=^..^= Pounce

June 18, 2026 · View on GitHub

PyPI version Build Status Python 3.14+ License: MIT Status: Beta

Pure Python ASGI server for Python 3.14t, with a frozen config model and a low-overhead HTTP/1.1 fast path.

import pounce

pounce.run("myapp:app")

What is Pounce?

Pounce is a Python ASGI server for Python 3.14+, with a worker model designed for free-threaded Python 3.14t. It runs standard ASGI applications, supports streaming responses, and gives you a clear upgrade path from process-based servers such as Uvicorn.

Pounce's built-in HTTP/1.1 parser is optimized for the sync worker hot path, its ServerConfig object is frozen after construction, and thread-worker reloads use generational worker swaps with drain behavior.

On Python 3.14t, worker threads share one interpreter and one copy of your app. On GIL builds, Pounce falls back to multi-process workers automatically.

Why people pick it:

  • ASGI-first — Runs standard ASGI apps with CLI and programmatic entry points
  • Free-threading native — True thread parallelism with a frozen shared ServerConfig
  • Fast-path parsing — Built-in HTTP/1.1 parser for sync workers with tested smuggling and header-limit checks
  • Protocol extras — HTTP/2 and WebSocket are install-gated optional paths; HTTP/3 is optional with limited parity
  • Thread-worker reloads — Rolling restart uses generational worker swap with drain behavior on supported worker modes
  • Observable surfaces — Typed lifecycle events, optional Prometheus metrics, OpenTelemetry, and Server-Timing headers
  • Optional helpers — TLS, compression, static files, middleware, rate limiting, and request queueing stay opt-in
  • Migration path — Familiar CLI for teams moving from Uvicorn-style deployments

See docs/design/core-contract.md for the supported core, optional helpers, and proof required for public claims.

Use Pounce For

  • Serving ASGI apps — Tunable workers, TLS, graceful shutdown, and deployment controls
  • Free-threaded Python deployments — Shared-memory worker threads on Python 3.14t
  • Streaming workloads — Server-sent events, streamed HTML, and token-by-token responses
  • Teams migrating from Uvicorn — Similar CLI shape with a different worker model

Framework Compatibility

Tested in CI with 48 integration tests across every major ASGI framework:

FrameworkStatusFeatures Verified
FastAPI 0.135+FullRouting, Pydantic validation, dependency injection, middleware, exception handlers, lifespan, WebSocket, streaming, OpenAPI schema
Starlette 1.0+FullRouting, BaseHTTPMiddleware, lifespan with state, streaming, WebSocket, background tasks, exception handlers
Django 6.0+FullAsync views, URL routing, path params, JSON body, query params, middleware, error handling
Litestar 2.21+CoreRouting, dependency injection, middleware, lifespan, streaming, exception handlers.
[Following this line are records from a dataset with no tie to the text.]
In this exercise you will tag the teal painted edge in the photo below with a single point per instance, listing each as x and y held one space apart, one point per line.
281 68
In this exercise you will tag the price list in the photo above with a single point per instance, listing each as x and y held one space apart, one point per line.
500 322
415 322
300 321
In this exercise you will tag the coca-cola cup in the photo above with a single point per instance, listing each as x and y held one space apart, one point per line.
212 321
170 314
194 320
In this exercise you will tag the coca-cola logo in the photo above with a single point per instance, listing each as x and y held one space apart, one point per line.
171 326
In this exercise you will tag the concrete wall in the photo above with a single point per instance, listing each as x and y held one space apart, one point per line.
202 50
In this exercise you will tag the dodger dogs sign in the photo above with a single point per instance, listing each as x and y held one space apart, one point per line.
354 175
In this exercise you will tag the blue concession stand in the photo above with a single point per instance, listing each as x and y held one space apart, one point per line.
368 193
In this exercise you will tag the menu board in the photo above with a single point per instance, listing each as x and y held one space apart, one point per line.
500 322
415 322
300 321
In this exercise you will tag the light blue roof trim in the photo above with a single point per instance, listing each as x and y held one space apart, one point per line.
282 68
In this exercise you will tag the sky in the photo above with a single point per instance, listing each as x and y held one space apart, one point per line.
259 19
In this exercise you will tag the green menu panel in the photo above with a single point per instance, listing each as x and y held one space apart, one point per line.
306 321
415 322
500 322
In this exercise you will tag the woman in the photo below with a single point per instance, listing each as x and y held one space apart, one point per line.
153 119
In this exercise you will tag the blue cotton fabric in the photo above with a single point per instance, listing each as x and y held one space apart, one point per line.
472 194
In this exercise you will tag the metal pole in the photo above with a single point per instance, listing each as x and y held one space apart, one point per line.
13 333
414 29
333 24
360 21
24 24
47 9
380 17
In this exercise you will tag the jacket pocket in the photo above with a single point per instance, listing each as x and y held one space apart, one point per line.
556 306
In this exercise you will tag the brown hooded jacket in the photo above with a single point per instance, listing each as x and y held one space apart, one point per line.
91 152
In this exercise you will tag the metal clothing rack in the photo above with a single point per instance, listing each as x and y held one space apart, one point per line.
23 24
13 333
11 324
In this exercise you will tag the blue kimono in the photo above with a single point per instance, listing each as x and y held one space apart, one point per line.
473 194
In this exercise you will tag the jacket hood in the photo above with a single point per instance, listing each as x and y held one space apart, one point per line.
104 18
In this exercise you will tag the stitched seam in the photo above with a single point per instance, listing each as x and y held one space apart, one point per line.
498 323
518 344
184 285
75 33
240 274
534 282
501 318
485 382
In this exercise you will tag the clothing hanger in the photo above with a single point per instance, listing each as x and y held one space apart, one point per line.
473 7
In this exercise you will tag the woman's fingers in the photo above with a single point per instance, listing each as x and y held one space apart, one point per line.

WebSocket: known routing issue

Pounce achieves compatibility through correct ASGI 3.0 implementation — no framework-specific code or workarounds.


Performance

Pounce is designed to make the pure-Python request path competitive while keeping the server core free of C extensions. Treat the numbers below as a benchmark snapshot, not a universal guarantee.

ScenarioPounceUvicornNotes
1 worker~7.2k req/s~6.5k req/sAsync event loop, h11 parser
4 workers~16k req/s~17k req/sThreads (pounce) vs processes (uvicorn)

Measured with wrk -t4 -c100 -d10s on macOS Apple Silicon, plain-text "hello world" ASGI app, Python 3.14t. Re-run locally before making deployment decisions.

Run pounce bench --workers 4 --compare to reproduce on your machine. For release or PR evidence, use python benchmarks/run_benchmark.py --repeat 5 --artifact-output results.json so the run carries the metadata required by benchmarks/artifact-schema.json and grouped variance across samples.

Key optimizations in the sync worker path:

  • Fast HTTP/1.1 parser — Direct bytes parsing is benchmarked separately from h11 and covers method validation, header size limits, duplicate Content-Length, and Content-Length/Transfer-Encoding ambiguity
  • Keep-alive connections — Connection reuse eliminates TCP handshake overhead
  • Shared socket distribution — Single accept queue for thread workers avoids macOS SO_REUSEPORT limitations

Installation

pip install bengal-pounce

Requires Python 3.14+

Optional extras:

pip install bengal-pounce[h2]     # HTTP/2 stream multiplexing
pip install bengal-pounce[ws]     # WebSocket via wsproto
pip install bengal-pounce[tls]    # TLS with truststore
pip install bengal-pounce[h3]     # HTTP/3 (QUIC/UDP, requires TLS; limited parity)
pip install bengal-pounce[full]   # All protocol extras

Quick Start

UsageCommand
Programmaticpounce.run("myapp:app")
CLIpounce serve --app myapp:app
Multi-workerpounce serve --app myapp:app --workers 4
TLSpounce serve --app myapp:app --ssl-certfile cert.pem --ssl-keyfile key.pem
HTTP/3pounce serve --app myapp:app --http3 --ssl-certfile cert.pem --ssl-keyfile key.pem
Dev reloadpounce serve --app myapp:app --reload
App factorypounce serve --app myapp:create_app()
Testingwith TestServer(app) as server: ...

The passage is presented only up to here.